Frank’s trial went even better than he had hoped. Although Frank and Jesse James and their gang of desperados had killed many people, the majority of Missourians saw them as heroes who took money from ruthless bank and railroad companies and redistributed it to the poor. The state prosecutor had a difficult time finding jurors who were not prejudiced in Frank’s favor. Looking at the panel of potential jurors, he concluded, “The verdict of the jury that is being selected is already written.”

After the trial began, several prominent witnesses testified to Frank’s character. General Joseph O. Shelby, who had known him during his days as a Civil War guerilla, encouraged the jurors to see Frank James as a defender of the South against corrupt big businesses from the North. When asked to identify Frank in the courtroom, the distinguished general exclaimed: “Where is my old friend and comrade in arms? Ah, there I see him! Allow me, I wish to shake hands with my fellow soldier who fought by my side for Southern rights!”

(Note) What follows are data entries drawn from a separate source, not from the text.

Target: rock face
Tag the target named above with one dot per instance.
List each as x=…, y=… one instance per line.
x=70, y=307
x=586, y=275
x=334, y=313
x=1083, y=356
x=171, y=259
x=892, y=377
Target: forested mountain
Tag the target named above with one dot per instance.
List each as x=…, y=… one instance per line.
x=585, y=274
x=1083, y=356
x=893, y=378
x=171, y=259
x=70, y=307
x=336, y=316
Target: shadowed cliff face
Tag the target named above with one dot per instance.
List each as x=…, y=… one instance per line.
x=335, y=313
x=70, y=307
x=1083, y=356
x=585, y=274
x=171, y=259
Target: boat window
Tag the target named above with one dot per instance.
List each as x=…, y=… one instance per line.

Rural Missourians were unwilling to convict the legendary Frank James. The jury found him not guilty. The states of Alabama and Missouri tried to convict him twice more, on charges of armed robbery, with no success. In late 1883, Frank James became a free man. He lived quietly for 32 more years. The only shots he ever fired again were from starter pistols at county racetracks, one of the handful of odd jobs he took to earn a living. He died at his family home in Missouri in 1915 at the age of 72.

This was probably a wise move on Frank's part, knowing how the general public felt about him. So, despite all the evidence against him, Frank was made a free man and lived a mostly peaceful life afterwards.

Coffee out on the patio again this morning.


Mamahen said...

I find it humorous that the people sided with a known theif against organizations they trusted less than him:))

linda m said...

Frank indeed made a wise move turning himself in. At least he got to live life to his natural end. As Mamahen said it is humorous that people sided with a thief over organizations they trusted less than the thief.

Rob said...

It's funny how some of this stuff ended. Coffee on the patio sounds real good!

HermitJim said...

Hey Mamahen...
I guess that sometimes folks are quicker to believe the myth ver the truth.
Thanks for stopping by today!

Hey Linda...
I do believe he made the wisest move he had.
Thanks for coming over this morning!

Hey Rob...
Well, they do say that justice is blind...guess it's true.
Thanks for the visit this morning!

JO said...

Love this story and today I think it's still the same can't trust banks or anyone who is overly rich.

I'll be happy to join in at the patio this morning.

Dizzy-Dick said...

Always love the true stories that you dig up and post. Keep up the great work, Jim.